大屠杀口述史情感分类稳定性

Arxiv cs.CL2026-04-01🔗 查看原文
以107,305条话语、579,013句大屠杀口述史为语料,评估三种预训练Transformer极性分类器,提出基于一致性的ABC分层法划分输出稳定性,并用T5情感分类做辅助分析。结果显示模型一致性低到中等,分歧主要集中在中性与极性边界;为在敏感历史叙事中审慎使用多模型三角化提供操作框架。
原文内容
arXiv:2603.28913v1 Announce Type: new
Abstract: Polarity detection becomes substantially more challenging under domain shift, particularly in heterogeneous, long-form narratives with complex discourse structure, such as Holocaust oral histories. This paper presents a corpus-scale diagnostic study of off-the-shelf sentiment classifiers on long-form Holocaust oral histories, using three pretrained transformer-based polarity classifiers on a corpus of 107,305 utterances and 579,013 sentences. After assembling model outputs, we introduce an agreement-based stability taxonomy (ABC) to stratify inter-model output stability. We report pairwise percent agreement, Cohen kappa, Fleiss kappa, and row-normalized confusion matrices to localize systematic disagreement.
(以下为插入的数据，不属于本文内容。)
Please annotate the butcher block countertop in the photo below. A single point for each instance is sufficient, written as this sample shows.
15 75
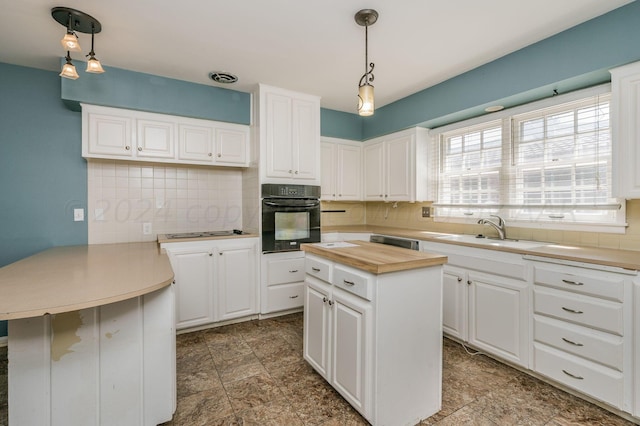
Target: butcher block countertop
626 259
373 257
64 279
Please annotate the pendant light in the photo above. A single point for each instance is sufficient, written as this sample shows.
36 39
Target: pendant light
76 21
366 105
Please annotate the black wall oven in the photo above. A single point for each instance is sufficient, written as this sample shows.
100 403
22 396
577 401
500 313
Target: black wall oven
290 216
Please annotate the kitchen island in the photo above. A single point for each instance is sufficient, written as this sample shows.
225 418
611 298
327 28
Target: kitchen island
373 327
91 336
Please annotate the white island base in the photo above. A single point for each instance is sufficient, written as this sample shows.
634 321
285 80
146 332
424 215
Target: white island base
108 365
377 338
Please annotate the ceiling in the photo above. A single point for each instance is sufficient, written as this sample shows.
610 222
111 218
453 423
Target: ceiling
311 47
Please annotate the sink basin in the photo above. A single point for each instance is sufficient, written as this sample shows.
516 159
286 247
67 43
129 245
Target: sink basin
484 241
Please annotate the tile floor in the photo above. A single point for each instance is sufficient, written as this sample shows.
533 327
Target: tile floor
252 373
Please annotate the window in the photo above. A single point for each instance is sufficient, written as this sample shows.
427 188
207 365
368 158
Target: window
547 166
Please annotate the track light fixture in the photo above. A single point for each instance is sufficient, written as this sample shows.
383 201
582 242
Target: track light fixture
76 21
366 106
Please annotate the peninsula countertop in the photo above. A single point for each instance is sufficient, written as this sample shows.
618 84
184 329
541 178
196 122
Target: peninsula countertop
63 279
373 257
626 259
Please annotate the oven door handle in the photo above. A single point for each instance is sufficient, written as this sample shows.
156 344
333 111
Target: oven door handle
273 204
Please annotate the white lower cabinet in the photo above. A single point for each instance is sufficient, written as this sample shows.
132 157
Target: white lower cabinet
216 280
582 329
376 338
485 300
282 278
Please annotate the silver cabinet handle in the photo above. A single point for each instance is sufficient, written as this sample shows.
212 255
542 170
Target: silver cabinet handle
572 375
571 342
572 282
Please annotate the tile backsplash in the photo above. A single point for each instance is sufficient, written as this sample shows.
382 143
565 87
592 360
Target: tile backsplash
409 215
125 197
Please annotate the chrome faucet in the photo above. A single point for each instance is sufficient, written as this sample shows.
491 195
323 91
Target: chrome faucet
499 226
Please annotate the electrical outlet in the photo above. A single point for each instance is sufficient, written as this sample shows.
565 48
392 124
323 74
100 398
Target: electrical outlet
78 215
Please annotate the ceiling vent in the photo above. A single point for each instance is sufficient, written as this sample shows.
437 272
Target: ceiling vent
223 77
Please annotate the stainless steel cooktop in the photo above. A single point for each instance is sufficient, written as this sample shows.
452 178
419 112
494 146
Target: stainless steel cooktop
203 234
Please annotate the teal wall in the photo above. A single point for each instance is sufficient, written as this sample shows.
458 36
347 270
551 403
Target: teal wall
128 89
573 59
42 175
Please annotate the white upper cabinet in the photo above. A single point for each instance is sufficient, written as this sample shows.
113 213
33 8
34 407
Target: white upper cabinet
625 110
155 139
141 136
341 171
289 125
107 135
395 167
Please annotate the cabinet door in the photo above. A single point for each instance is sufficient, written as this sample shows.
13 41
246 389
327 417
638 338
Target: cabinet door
328 169
237 284
155 139
349 348
109 135
349 172
316 326
454 303
498 313
232 146
374 172
279 143
306 138
195 143
399 170
194 287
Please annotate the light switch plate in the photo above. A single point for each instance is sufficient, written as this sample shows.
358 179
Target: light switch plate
78 215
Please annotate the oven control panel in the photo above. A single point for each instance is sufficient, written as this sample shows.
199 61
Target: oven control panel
290 191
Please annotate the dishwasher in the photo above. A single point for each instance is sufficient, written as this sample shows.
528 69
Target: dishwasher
396 241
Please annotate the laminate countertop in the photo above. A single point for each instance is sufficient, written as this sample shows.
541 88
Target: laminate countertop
64 279
373 257
625 259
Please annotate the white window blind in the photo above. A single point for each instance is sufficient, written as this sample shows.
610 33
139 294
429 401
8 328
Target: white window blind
548 165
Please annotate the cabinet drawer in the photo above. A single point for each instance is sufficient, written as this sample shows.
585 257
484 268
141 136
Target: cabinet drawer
596 313
353 282
597 283
597 381
586 343
285 296
319 268
285 271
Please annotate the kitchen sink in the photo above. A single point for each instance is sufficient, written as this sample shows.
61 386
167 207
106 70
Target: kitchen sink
485 241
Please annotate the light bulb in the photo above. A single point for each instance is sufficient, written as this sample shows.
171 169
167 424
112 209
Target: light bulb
70 42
As an auxiliary descriptive signal, a T5-based emotion classifier is applied to stratified samples from each agreement stratum to compare emotion distributions across strata. The combination of multi-model label triangulation and the ABC taxonomy provides a cautious, operational framework for characterizing where and how sentiment models diverge in sensitive historical narratives. Inter-model agreement is low to moderate overall and is driven primarily by boundary decisions around neutrality.